With record-breaking heat over the summer, utility bills have skyrocketed not only with increased usage, but with rates from common California utility companies rising.
KRCR spoke with the CEO of OhmConnect, an Oakland-based energy management company that works with utilities like PG&E, solar companies, and even Google to come up with the best ways for people to save energy and lower their utility costs.
During a Flex Alert, officials urge Californians to use less energy from 4 p.m. to 9 p.m., when demand is at its highest.
But, why is the demand so high?

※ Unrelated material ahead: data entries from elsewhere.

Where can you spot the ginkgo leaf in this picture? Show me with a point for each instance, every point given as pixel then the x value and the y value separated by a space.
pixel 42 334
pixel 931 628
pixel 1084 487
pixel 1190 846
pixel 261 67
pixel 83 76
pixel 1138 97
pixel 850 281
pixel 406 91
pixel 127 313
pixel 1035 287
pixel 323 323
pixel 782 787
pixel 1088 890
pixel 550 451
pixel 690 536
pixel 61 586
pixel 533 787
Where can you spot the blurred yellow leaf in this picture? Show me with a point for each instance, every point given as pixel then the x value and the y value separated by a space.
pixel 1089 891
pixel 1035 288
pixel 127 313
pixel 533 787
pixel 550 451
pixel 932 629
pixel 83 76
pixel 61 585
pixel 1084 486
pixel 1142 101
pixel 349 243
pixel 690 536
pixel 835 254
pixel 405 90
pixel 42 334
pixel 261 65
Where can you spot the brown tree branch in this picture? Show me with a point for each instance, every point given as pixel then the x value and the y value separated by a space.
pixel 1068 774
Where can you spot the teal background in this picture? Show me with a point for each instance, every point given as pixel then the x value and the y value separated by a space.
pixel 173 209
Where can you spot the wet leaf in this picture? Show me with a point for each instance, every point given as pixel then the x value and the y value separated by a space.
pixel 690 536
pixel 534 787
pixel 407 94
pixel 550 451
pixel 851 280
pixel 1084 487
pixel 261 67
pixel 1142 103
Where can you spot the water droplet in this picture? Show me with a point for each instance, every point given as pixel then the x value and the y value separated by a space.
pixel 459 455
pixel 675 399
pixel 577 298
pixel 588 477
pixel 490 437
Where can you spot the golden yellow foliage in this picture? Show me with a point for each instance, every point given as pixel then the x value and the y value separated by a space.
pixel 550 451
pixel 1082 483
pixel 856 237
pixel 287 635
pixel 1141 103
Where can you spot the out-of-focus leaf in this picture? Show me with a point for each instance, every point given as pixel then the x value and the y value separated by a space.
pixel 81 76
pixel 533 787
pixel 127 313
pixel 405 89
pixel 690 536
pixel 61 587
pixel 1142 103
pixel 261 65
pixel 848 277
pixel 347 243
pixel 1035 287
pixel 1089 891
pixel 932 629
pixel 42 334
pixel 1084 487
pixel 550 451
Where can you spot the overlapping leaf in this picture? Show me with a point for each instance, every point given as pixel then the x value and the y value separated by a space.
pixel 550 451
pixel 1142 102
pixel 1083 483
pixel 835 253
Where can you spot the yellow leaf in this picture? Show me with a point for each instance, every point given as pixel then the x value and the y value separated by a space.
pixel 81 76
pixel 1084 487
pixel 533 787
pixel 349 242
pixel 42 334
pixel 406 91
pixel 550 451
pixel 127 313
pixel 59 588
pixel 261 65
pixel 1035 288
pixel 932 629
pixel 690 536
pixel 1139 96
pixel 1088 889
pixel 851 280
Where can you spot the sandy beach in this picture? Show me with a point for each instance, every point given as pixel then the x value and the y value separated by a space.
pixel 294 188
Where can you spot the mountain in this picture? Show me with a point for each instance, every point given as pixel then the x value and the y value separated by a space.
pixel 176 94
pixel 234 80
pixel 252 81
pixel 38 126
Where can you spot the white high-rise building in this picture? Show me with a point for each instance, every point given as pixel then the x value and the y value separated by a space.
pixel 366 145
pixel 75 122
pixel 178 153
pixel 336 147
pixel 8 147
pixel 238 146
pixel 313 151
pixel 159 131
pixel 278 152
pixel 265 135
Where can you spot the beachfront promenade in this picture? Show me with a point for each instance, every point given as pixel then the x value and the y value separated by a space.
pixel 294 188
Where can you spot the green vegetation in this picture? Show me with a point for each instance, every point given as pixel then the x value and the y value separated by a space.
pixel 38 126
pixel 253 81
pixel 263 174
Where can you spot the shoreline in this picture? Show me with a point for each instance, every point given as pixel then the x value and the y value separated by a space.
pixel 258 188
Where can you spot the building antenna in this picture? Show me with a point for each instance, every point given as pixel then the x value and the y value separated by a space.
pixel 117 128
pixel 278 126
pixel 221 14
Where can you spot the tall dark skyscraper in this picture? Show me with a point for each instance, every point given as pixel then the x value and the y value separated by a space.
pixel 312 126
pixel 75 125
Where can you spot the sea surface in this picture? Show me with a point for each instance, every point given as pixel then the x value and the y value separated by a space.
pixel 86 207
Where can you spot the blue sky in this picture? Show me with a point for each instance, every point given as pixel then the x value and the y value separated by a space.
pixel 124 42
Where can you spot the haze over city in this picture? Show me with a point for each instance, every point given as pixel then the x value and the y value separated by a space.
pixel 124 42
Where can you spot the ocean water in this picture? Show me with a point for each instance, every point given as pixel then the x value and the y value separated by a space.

OhmConnect CEO and former assistant Energy Secretary for the Clinton Administration Cisco DeVries says California’s solar power use is highest around noon, and tapers off in the afternoon as the sun sets.
“There’s actually fairly inexpensive power and usually even extra solar that we don’t even eat during the middle of the day,” Devries said. “The middle of the day is very cheap and they can charge you lower rates, the problem is, when the sun goes down, [that] is exactly when people get home from work, home from school, they are turning on their air conditioning, [and] they are cooking dinner that moment is the new peak.”
DeVries emphasized that it’s more about when you use your energy, and not how much you use, that can significantly cut down costs on your utility bill.
OhmConnect has a free program that pays its users to save energy at critical times.